The Sixers signed him to a two-year, $3.0 million deal in mid-July, although only around $560,000 is currently guaranteed. The remaining roughly $560,000 of his salary this season doesn’t become guaranteed until Jan.10, and his $1.9 million salary in 2024-25 is fully non-guaranteed until Jan. 10, 2025.
Between Joel Embiid, Mo Bamba and Paul Reed, the Sixers should be set in the frontcourt, health permitting. It wouldn’t be a surprise if Petrusev spent most of the season shuffling between the end of the Sixers’ bench and the G League with the Delaware 87ers. But with Montrezl Harrell sidelined by a torn ACL and medial meniscus that he suffered during the offseason, Petrusev’s roster spot may be relatively safe as a break-glass-in-case-of-emergency big man.

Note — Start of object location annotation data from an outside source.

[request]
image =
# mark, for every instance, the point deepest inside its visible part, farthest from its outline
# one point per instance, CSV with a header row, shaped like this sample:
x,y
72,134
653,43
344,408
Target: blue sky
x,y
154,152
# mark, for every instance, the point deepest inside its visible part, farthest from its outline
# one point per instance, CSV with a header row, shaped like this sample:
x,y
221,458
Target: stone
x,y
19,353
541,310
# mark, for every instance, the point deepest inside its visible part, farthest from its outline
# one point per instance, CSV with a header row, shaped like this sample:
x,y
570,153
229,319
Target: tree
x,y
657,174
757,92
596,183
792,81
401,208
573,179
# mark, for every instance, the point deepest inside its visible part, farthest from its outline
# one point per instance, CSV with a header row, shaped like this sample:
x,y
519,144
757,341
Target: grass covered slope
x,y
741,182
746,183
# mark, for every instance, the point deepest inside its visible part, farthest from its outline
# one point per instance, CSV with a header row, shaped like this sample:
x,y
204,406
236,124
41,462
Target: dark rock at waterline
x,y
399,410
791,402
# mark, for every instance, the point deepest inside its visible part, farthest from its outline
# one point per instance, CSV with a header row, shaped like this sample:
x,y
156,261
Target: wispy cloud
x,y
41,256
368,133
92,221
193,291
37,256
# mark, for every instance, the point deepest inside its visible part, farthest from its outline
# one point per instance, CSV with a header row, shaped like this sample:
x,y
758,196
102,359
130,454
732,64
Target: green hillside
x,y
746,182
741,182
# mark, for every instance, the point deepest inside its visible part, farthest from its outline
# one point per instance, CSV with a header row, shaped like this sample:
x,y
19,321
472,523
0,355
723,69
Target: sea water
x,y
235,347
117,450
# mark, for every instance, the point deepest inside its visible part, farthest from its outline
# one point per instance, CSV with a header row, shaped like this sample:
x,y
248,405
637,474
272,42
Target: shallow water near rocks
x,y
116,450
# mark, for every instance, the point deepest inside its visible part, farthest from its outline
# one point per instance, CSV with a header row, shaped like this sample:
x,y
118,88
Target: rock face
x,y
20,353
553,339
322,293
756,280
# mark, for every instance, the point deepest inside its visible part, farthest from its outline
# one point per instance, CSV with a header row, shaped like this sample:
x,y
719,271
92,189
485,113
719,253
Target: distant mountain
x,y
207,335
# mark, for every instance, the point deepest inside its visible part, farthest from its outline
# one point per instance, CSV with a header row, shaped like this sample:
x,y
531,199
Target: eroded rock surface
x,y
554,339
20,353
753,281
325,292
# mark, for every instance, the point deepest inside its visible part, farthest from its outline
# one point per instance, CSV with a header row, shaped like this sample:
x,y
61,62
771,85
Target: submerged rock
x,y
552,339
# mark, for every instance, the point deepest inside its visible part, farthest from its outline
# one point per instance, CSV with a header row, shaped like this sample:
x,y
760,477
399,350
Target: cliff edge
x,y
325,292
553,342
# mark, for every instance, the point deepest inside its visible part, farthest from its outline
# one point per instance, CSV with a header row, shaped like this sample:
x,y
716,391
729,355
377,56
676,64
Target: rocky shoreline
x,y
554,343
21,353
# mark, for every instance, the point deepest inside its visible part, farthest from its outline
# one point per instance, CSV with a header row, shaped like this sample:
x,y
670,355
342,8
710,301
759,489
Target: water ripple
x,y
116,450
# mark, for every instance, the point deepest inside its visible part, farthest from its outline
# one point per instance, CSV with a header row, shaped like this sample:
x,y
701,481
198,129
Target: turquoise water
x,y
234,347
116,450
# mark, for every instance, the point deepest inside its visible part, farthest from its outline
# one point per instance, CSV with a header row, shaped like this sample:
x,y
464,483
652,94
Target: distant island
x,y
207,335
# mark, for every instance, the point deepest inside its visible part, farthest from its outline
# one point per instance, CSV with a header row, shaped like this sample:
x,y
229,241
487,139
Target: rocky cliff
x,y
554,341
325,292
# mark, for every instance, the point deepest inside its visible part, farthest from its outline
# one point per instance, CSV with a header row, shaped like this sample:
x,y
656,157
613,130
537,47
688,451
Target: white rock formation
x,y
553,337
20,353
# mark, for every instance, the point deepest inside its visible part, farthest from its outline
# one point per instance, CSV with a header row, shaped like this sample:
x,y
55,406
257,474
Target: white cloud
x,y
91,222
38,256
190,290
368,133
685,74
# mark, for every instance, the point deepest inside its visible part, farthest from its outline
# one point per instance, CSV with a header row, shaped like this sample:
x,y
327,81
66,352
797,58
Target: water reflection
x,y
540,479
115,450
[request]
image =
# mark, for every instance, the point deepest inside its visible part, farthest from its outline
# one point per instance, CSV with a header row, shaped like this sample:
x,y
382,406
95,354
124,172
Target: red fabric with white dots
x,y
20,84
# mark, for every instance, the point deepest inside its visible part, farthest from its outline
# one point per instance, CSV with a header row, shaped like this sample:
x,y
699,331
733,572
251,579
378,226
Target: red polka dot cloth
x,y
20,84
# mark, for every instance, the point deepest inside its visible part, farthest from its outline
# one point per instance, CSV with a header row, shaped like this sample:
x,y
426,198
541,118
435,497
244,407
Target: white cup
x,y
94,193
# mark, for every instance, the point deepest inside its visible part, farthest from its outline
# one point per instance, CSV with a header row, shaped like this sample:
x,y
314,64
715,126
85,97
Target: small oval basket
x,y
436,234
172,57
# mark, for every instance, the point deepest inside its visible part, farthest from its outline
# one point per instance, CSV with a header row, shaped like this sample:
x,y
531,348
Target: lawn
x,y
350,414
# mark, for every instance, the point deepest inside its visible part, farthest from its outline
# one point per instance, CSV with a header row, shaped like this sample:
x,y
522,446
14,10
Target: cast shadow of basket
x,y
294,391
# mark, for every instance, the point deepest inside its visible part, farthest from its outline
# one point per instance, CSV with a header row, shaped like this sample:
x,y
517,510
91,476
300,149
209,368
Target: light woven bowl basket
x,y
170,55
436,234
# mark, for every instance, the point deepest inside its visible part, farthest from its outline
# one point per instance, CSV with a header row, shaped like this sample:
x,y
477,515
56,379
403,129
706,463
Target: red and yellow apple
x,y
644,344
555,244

Harrell declined his $2.76 million player option in June, only to re-sign with the Sixers less than a month later.
At the time, the move behooved both Harrell and the Sixers. Since he re-signed on a one-year, veteran-minimum deal, he’ll earn $2.89 million—roughly $130,000 more than he would have if he picked up his player option. But the NBA will cover roughly $875,000 of that contract, leaving the Sixers with only a $2.0 million cap hit for Harrell.
Harrell spent most of last season as the primary backup to Embiid, although then-head coach Doc Rivers pivoted to Reed after last year’s trade deadline. Harrell appeared in only eight games over the final two months of the regular season, and he played seven total minutes across their 11-game playoff run.
With Embiid, Reed, Bamba and Petrusev in the fold this year, Harrell likely wasn’t looking at much playing time even if he were healthy. Now that he figures to miss the season recovering from his torn ACL and meniscus, he’ll serve zero on-court purpose for the Sixers this year.
Had Harrell’s contract been either non-guaranteed or partially guaranteed, he’d be the no-brainer option to waive. However, he’s on a fully guaranteed deal, which means waiving him would come with no financial benefit, unlike Green or Petrusev.
Depending on how the Harden saga plays out over the next few weeks, the Sixers may have a better read on whether they have legitimate championship aspirations these season. If they do fancy themselves a contender, they should be willing to eat Harrell’s contract—they could even stretch the cap hit evenly over the next three seasons, if so desired—rather than waiving a potential contributor like Green or Petrusev.